The researchers think that Tmep may alter the behavior of ion channels, which control the amount of calcium in the cell, and therefore the likelihood that the neuron will fire.
“When we saw cellular changes in the fruit flies, it really made us think about whether this was also controlling balance of ions, for example charged particles such as calcium in neurons because that’s a common thing that happens with epilepsy. No one had looked at whether this protein controls ion levels until this paper,” Bhattacharya said.
Bhattacharya has also connected with clinicians who have done gene sequencing of alterations of the TMEM184B protein in humans.
“One of the things we’d like to figure out is if those mutations, especially the ones in which the patients have epilepsy or something related, cause this overexcitability that we see,” Bhattacharya said.
“We can do that in the fruit fly model because we have ways of measuring electrical activity, and that’s something we did in the paper. What we’re trying to do is put those human mutations into the fly genome and see if they cause the same changes in the excitability of the neurons. And if they do that, then we want to know why.”
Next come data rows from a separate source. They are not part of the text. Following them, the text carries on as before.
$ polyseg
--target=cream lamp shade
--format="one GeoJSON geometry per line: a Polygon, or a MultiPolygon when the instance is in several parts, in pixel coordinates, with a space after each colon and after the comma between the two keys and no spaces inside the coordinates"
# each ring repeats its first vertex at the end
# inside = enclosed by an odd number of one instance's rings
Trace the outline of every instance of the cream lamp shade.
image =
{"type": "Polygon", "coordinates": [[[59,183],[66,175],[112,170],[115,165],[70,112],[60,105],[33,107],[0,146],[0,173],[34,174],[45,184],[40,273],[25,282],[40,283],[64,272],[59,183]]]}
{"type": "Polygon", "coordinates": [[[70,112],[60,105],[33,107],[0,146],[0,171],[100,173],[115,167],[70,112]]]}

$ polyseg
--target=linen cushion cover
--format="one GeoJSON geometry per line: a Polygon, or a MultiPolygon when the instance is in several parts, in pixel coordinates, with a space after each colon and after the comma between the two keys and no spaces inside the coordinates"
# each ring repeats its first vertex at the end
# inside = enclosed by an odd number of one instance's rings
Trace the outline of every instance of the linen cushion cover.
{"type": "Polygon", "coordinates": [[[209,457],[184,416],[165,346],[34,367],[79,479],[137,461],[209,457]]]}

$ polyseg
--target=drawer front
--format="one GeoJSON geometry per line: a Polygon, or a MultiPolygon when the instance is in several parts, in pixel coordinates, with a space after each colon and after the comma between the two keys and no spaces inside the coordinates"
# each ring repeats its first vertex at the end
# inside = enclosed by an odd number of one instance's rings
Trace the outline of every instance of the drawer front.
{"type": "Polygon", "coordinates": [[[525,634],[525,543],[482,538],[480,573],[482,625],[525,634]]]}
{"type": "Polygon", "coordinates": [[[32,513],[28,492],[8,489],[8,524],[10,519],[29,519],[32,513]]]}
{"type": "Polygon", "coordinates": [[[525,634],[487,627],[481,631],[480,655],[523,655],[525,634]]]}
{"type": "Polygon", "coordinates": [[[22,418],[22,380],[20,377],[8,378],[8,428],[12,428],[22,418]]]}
The researchers also noticed that the fly larvae without Tmep moved much more slowly than other flies when crawling across a plate. As a result, they are curious to see if the protein might also play a role in other neuromuscular diseases—such as amyotrophic lateral sclerosis, or ALS—in addition to disorders like epilepsy.
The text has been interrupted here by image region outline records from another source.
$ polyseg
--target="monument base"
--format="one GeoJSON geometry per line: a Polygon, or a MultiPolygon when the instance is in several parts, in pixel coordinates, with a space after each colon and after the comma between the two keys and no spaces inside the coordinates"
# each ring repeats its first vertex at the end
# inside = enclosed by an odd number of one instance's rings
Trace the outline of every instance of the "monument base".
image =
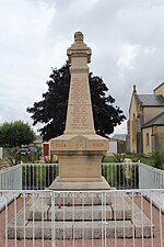
{"type": "Polygon", "coordinates": [[[109,190],[110,186],[104,177],[98,181],[61,181],[57,177],[49,187],[54,191],[87,191],[87,190],[109,190]]]}

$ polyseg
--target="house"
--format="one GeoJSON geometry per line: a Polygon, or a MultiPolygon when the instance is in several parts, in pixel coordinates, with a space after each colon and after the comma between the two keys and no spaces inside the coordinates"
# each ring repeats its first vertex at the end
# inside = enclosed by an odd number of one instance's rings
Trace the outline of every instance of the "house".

The Putative Drosophila TMEM184B Ortholog Tmep Ensures Proper Locomotion by Restraining Ectopic Firing at the Neuromuscular Junction
TMEM184B is a putative seven-pass membrane protein that promotes axon degeneration after injury. TMEM184B mutation causes aberrant neuromuscular architecture and sensory and motor behavioral defects in mice. The mechanism through which TMEM184B causes neuromuscular defects is unknown.
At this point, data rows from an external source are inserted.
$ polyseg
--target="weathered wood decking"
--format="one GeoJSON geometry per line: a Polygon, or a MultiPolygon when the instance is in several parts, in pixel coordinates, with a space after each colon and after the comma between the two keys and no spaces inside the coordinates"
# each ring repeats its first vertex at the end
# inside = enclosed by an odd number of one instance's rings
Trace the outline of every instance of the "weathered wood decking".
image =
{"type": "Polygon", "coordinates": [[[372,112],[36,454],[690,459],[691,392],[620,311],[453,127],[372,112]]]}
We employed Drosophila melanogaster to investigate the function of the closely related gene, Tmep (CG12004), at the neuromuscular junction. We show that Tmep is required for full adult viability and efficient larval locomotion. Tmep mutant larvae have a reduced body contraction rate compared to controls, with stronger deficits in females.
In recordings from body wall muscles, Tmep mutants show substantial hyperexcitability, with many postsynaptic potentials fired in response to a single stimulation, consistent with a role for Tmep in restraining synaptic excitability.
Additional branches and satellite boutons at Tmep mutant neuromuscular junctions are consistent with an activity-dependent synaptic overgrowth. Tmep is expressed in endosomes and synaptic vesicles within motor neurons, suggesting a possible role in synaptic membrane trafficking.
Using RNAi knockdown, we show that Tmep is required in motor neurons for proper larval locomotion and excitability, and that its reduction increases levels of presynaptic calcium. Locomotor defects can be rescued by presynaptic knockdown of endoplasmic reticulum calcium channels or by reducing evoked release probability, further suggesting that excess synaptic activity drives behavioral deficiencies.
Our work establishes a critical function for Tmep in the regulation of synaptic transmission and locomotor behavior.